Es sei denn natürlich, wir ziehen nach Portugal. Denn hier, am westlichen Ende Europas, ist dem Zvieri ein Leben weit über jede Kindheit hinaus beschieden. Hier darf es alle beglücken, die gegen fünf gerade Hunger haben, ob sie acht Jahre alt sind oder achtzig. Hier nennt es gar ein Verb sein eigen, das sollen ihm seine Kollegen aus dem deutschen Sprachraum erst einmal nachmachen: «He, lass uns zvieren!» – «Bitte?» – «Na, imbissen halt.» – «Okee?» – «Brotzeiten?» Das Wörterbuch versucht dem portugiesischen «lanchar» mit «zwischendurch essen» gerecht zu werden, den «Lanche» selbst übersetzt es mit «Nachmittagskaffee» oder «Imbiss».

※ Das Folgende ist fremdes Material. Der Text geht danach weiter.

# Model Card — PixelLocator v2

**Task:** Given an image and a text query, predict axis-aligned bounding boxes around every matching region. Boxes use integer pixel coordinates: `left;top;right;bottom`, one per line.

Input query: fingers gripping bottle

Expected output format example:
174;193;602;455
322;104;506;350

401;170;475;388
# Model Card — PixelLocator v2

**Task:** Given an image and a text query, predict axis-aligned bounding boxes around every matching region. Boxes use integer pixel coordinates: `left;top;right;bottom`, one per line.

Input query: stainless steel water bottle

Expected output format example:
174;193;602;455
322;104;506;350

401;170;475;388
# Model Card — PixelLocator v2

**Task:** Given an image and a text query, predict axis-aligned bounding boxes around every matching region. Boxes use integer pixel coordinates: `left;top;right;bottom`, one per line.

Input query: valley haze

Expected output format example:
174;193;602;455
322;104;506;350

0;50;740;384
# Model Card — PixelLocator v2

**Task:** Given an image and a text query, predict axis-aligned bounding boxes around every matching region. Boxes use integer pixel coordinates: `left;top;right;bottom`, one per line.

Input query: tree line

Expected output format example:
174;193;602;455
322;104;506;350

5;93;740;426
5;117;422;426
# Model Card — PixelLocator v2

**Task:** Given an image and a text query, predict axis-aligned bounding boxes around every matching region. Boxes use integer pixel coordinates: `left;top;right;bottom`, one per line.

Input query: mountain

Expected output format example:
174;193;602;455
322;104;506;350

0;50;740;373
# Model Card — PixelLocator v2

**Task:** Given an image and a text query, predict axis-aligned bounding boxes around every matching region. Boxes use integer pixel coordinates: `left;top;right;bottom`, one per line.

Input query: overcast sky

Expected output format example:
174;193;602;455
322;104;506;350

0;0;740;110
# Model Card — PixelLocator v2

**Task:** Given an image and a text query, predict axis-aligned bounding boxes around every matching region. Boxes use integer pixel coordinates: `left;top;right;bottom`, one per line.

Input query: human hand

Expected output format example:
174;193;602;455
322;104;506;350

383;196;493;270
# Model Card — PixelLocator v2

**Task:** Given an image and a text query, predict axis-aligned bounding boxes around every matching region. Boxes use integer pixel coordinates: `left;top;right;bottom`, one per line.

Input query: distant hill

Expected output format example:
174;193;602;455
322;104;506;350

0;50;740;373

Das ist nicht falsch und trifft es trotzdem nicht. Denn der Lanche ist ein bisschen wie die Zeit zwischen Weihnachten und Neujahr oder eine Reise im Flugzeug. Man ist nicht mehr da und auch noch nicht dort, die Verantwortung macht kurz Pause. Die Schule ist aus, aber die Hausaufgaben können warten. Der Arbeitstag ist zu Ende oder fast, der Haushalt, das Nachtessen, ja, ja, später. Und so setzt man sich zuerst einmal an den Küchentisch oder macht im Café halt, das gerade am Heimweg liegt, bestellt ein Croissant und lässt es mit Schinken und Käse belegen, beisst in eine dieser dicken Toastscheiben, die auf beiden Seiten mit salziger Butter bestrichen sind. Dazu trinkt man Milchkaffee oder kalte Schokomilch aus der Glasflasche, vielleicht auch einen frischgepressten Orangensaft. Man denkt dabei ein bisschen nach oder auch nicht, unterhält sich über Unwichtiges, aber Unterhaltsames, lacht, schaut gedankenverloren ins Leere, dreht ein Zuckerpäckchen zwischen den Fingern.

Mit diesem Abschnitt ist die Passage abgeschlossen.